Editing Expectations

After you have developed and stored your expectations, you need to make sure these stay up to date. Business requirements change all the time, Data Quality is a continuous process, rather than a one-time project.

Think of this process as if you're using a command-line - you write some code that edits expectations and save them to the store. You only run this code once and then you can throw it away.

First, you need to run the Configuration Notebook

%run ./path/to/conf_notebook
After that, there is a dq_tool variable available to work with the DQ Tool.

First, list expectations that are defined for a given table.

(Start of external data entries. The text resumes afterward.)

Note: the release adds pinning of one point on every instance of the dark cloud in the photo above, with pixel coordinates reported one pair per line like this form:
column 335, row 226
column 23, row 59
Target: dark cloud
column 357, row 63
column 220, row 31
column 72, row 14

my_table = 'my_db.customers'
database_name: my_db
table_name: customers
suite_key: default
- 1: expect_table_row_count_to_be_between(min_value=9500, max_value=11000)
  - 2: expect_column_values_to_not_be_null(column='symbol', mostly=0.99)
  - 3: expect_column_value_lengths_to_be_between(column='symbol', max_value=3, min_value=1)
Each expectation has its expectation_id a number that is unique for a given table (and suite key). You can get an expectation by this number:
line_count = dq_tool.expectation_store.get(table_name=my_table_name, expectation_id=1)
expect_table_row_count_to_be_between(min_value=9500, max_value=11000)
Let's say you acquired some more customers and need to update the expectation.
line_count.kwargs['min_value'] = 10500
line_count.kwargs['max_value'] = 12000
Then you can run this expectation using a playground object:
playground = dq_tool.get_playground(table_name=my_table)
When you're satisfied with the new definition, you can save it to the store.
line_count.agreement = 'The customer count in a dataset exported to the marketing tool should be between 10500 and 12000.'
Now your updated expectations are used in data validations. You don't need to make any changes to the validation notebook(s)

You can also delete an expectation from the store by its id:

dq_tool.expectation_store.remove(table_name=table_name, expectation_id=3)